Question

A convex lens has 20 cm focal length in air. What will be its focal length when the lens is immersed in a liquid of refractive indec 1.63. Given

Answer 1

See the question is correct are rong if it is correct apply n21=n1/n2

Answer 2

Let us consider the radius of curvature of the convex lens are denoted as $R_{1}\ and\ R_{2}\ respectively$ .

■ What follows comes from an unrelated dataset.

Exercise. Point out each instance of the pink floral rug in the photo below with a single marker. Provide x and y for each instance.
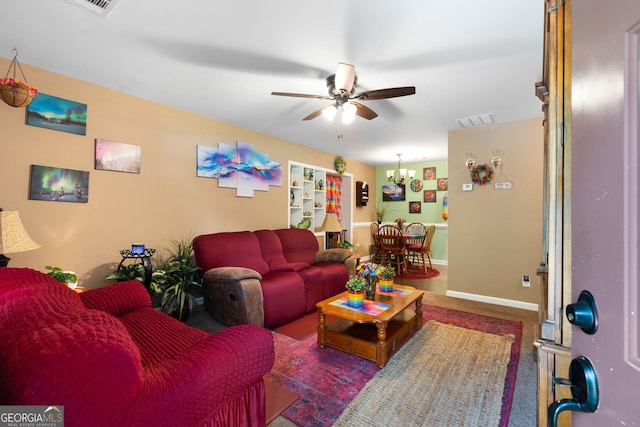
(328, 379)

Let the focal length of the convex lens in air and liquid are denoted as $f_{a}\ and\ f_{l}\ respectively$

The refractive index of the liquid $\mu_{l} =1.63$

The lens was initially in air.

As per lens maker's formula,

 $\frac{1}{ f_{a}}=[\mu_{g}- 1][ \frac{1}{R_{1}}- \frac{1}{ R_{2}}]$

Let it be the equation 1. 

Now the lens is put inside the liquid.

The refractive index of the lens in air $[\mu_{g}]=1.5$

The refractive index of the lens in liquid is = $\mu_{g}^l$

                                                                      = $\frac{\mu_{g}} { \mu_{l}}$

                                                                      = $\frac{1.5}{1.63}$

                                                                      = 0.92

Putting lens maker's formula again, we get-

$\frac{1}{ f_{l}}=[ \mu_{g}^l-1][ \frac{1}{ R_{1}}- \frac{1}{R_{2}}]$

Let it be the equation 2

Dividing 1 by 2, we get-

                                   $\frac{f_{l}} { f_{a}}= \frac{\mu_{g}-1} { \mu_{g}^l-1}$

                                   $f_{l} =f_{a} *\frac{(1.5-1)}{(0.92-1)}$

                                           $=20*(-0.54378)\ cm$

                                           $=\ -10.87\ cm$          [ans]

The negative sign indicates that the lens will behave just like a concave lens now.